富柏村日剩

香港で2000年02月24日から毎日綴り始めた日記ブログ 現在は身在日本

fookpaktsuen2011-05-10

陰暦四月八日。佛誕。朝六時で気温摂氏24.5度。もうすつかり「もらひ風」の季節でマンションの玄関ドア少し開けておくと同じフロアのご近所より漏れる冷房で廊下から冷気が。これをいたゞく。陋宅の冷房機交換の関係で業者来宅で午前中待機。机に凭りかかり文書整理。昼前に数ヶ月ぶり(少なくても寒くなくなつてから初)で裏山に走る。摂氏32.9度だかで今年最高気温。暑さ、さらに久々に屋外で走つたので(香港マラソン以来初?)ふら/\。走つてゐてゲップがドリアンなのは流石にドリアン好きでも閉口。少しショートカットで90分ほどで下山。ジムに寄り帰宅。夕方、太古坊のEast Endにエール両品脫。Z嬢の招飲受け北角。といつても街市で贔屓の猫(愛称はニョン)を愛で缶ビール購ひ北角碼頭の狗狗公園で夕方に遊ぶ狗眺めビール立ち飲みといふ嗜好。「この時間なら」と早晩に人気の英皇道は奇味小厨に食す。沙薑鶏と焗魚腩で麦酒飲んでゐると(よく麦酒を飲み続けるね、まつたく)窓際の卓だつたが窓を外からコツ/\と叩かれ誰に見つかつたか、と思へば東都は濹東在住のカメラマンM氏と編集者S嬢の二人。さつそく招き入れ夕食の約に向かふ二人と短い時間再会を祝し歓談款語。帰宅してZ嬢仕入れてきた古本で小泉武夫「不味い!」ほんの一篇読み睡魔に襲はれる。
▼蘋果産品への狂気。iPad2の発売で中国内地はWi-Fi +3G型が発売されてゐない?だかで折からの人民元高や関税もあり香港で購入は内地の田舎漢にはお得、で香港で購入してお持ち帰りとなるが関税対象商品で、その結果が「水貨」となり担ぎ屋賑はひあの手この手で香港から深圳への密輸。香港でのiPad2購買のメッカは羅湖(深圳)に近い上水の商場。女子中学生がお小遣ひ稼ぎで放課後にiPad2一台香港側の手配師から受取り深圳に入り指定の引取場所(交通センターにある食堂の厨房裏口……笑)に持参するとHK$100だか至急の由(蘋果)。また上水で未明からiPad2購入の行列に並ぶ十代の若者が赤色の漆喰かけられる椿事あり。この若者が数日前に行列に割り込むだかした廉で同業者?から嫌がらせ。この若者も若者で病院で経過観察の最中に病院抜け出し患者衣のまゝ再び上水に戻りiPad2購入し直後に業者に渡す現場まで新聞記事にあり(明報)。こゝまでして、の狂乱騒ぎ。北京中関村の蘋果商店では並んだ客同士が乱闘騒ぎ、上海では並ぶ客の混乱に警備員(外国籍)が棍棒で客を殴つたの殴らなかつたの、と。で製造する広東省深圳の工場(羅湖からわずか10km!)では最近こそ工賃値上げで従業員の自殺も聞かぬが製造元は薄利で昼夜、人気商品の生産続け(パーツの多くは日本産で販売の巨利は当然、米国の蘋果会社)その製造地元の深圳でのこの密輸狂乱……。
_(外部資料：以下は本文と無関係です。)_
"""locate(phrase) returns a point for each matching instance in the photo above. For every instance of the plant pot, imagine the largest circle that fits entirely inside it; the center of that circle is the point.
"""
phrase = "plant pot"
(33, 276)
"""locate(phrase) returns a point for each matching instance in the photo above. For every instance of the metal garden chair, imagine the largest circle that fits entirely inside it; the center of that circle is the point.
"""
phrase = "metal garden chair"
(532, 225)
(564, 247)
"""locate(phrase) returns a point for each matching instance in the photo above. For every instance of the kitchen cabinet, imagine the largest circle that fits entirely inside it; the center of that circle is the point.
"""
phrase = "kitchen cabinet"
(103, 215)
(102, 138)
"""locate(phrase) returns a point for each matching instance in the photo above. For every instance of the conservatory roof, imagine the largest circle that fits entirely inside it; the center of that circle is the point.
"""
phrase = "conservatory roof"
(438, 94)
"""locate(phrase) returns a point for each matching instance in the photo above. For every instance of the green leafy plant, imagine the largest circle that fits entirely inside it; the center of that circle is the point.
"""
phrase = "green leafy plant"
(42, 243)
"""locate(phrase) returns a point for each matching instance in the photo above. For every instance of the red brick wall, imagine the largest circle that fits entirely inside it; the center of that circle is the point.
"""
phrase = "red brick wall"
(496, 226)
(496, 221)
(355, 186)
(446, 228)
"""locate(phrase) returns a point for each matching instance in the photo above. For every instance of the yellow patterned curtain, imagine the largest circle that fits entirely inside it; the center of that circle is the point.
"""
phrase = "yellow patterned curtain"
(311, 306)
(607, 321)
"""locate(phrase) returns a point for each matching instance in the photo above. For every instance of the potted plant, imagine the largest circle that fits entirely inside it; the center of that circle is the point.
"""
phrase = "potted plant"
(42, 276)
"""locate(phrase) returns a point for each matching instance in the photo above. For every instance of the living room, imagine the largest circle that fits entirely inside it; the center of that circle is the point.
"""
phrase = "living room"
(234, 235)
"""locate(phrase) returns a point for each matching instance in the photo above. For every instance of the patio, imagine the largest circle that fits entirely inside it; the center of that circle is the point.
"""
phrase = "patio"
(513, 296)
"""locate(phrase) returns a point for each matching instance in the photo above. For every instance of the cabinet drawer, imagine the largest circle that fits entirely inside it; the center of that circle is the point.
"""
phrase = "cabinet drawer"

当のApple社はマーケティング会社(Millward Brown社)の“the BrandZ Top 100 Most Valuable Global Brands”で1位(前年度はGoogle社)となり(こちら)我が世の春をば謳歌。反面、創業者で代表のスティーブ=ジョブスにつきフォーチュン誌は“Inside Apple”と題して冷徹なる経営者と報告。なんとも世の中「蘋果狂乱」で実際に蘋果産品に囲まれる二十年の蘋果人の一人としてアタシも何もと忸怩たる思ひあり。